Children should be made conscious of the calorie values of the foods they so happily consume. Encouraging your child to eat nutritious and balanced meals in the early years ensures health throughout life.

Keep in mind factors:

  • Parents must be a good role model for their child.
  • They should give their little one the invaluable lesson - to eat not for taste, but for health.
  • He should be made to eat along with other family members on the dining table.
  • Despite being their favorites, junk foods, carbonated beverages, preserved products should be avoided and limited only ‘Sunday-to-Sunday’ as far as possible.
  • A variety of fruits, vegetables, milk and milk products, eggs and whole grains in various forms should be included.
  • Just one teaspoon of vegetable disliked by your child given just once a day to start with, will suffice breaking of the mental block of the child regarding that particular food.
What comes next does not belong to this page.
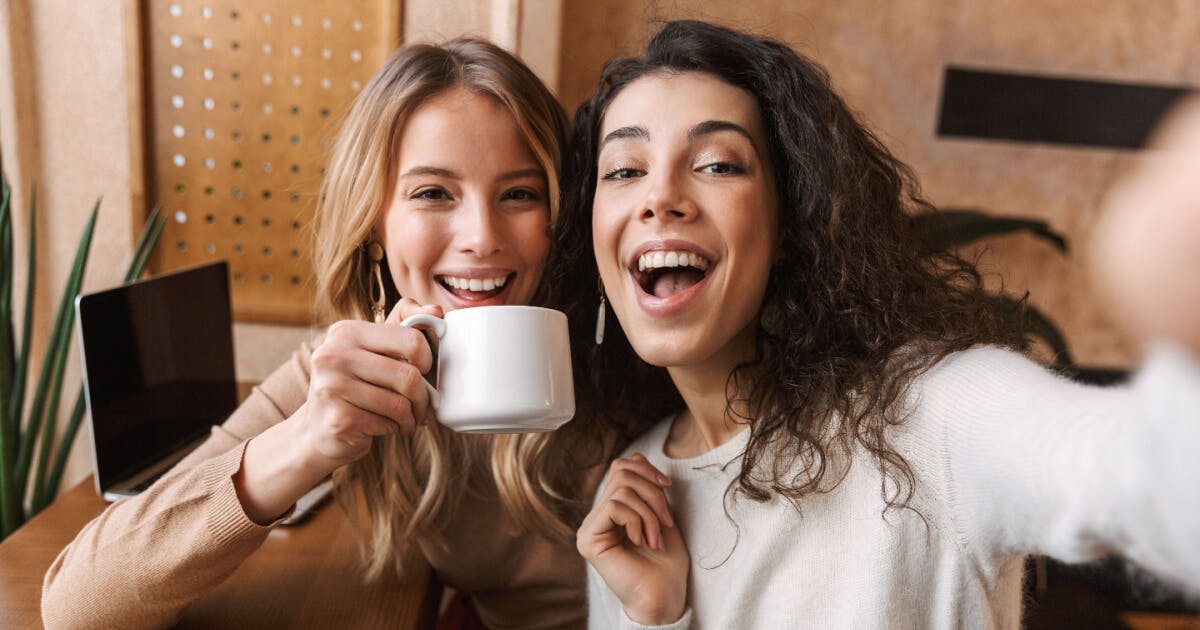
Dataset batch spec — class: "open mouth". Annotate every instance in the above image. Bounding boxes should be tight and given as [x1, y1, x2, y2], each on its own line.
[630, 250, 712, 299]
[434, 271, 516, 300]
Within 4-5 days, you’ll see that your child isn’t rigid any more, and you could increase the amount as he begins to accept it.
  • Let your kids pick the fruits they want to eat when you go shopping with them.
  • Mix fruit pieces in with yogurt or serve them with a dip
  • Offer a fruit salad or dessert
  • Make a snack mix with raisins, nuts and cereal.
  • Add chopped fruit, especially berries and bananas, to your child's cereal.
  • Serve vegetables as a stir-fry.
  • Make your child help prepare the meal in his own little way. It will make him want to eat it.


Recommended Daily Amounts of Various Food Groups:

Grain Group:
Recommended amounts of grains vary from 3 ounces for a younger child who only needs 1000 calories a day to 10 ounces for a teenage boy who might require up to 3200 calories a day.

Vegetable Group:
Recommended amounts of vegetables vary from 1 cup for a younger child who only needs 1000 calories a day to 4 cups for a teenage boy who might require up to 3200 calories a day.Fruits Group: Recommended amounts of fruits vary from 1 cup for a younger child who only needs 1000 calories a day to 2 1/2 cups for a teenage boy who might require up to 3200 calories a day.

Oils Group:
Recommended allowances of oils vary from 3 teaspoons for a younger child who only needs 1000 calories a day to 11 teaspoons for a teenage boy who might require up to 3200 calories a day.

Milk Group:
Children 2 to 8 years old should consume 2 cups of fat-free or low-fat milk, or an equivalent amount of yogurt or cheese, per day. Older children and adults should consume 3 cups of fat-free or low-fat (1%) milk, or an equivalent amount of yogurt or cheese, per day.

Meats and Beans Group:
Recommended allowances of meats & beans vary from 2 ounces for a younger child who only needs 1000 calories a day to 7 ounces for a teenage boy who might require up to 3200 calories a day.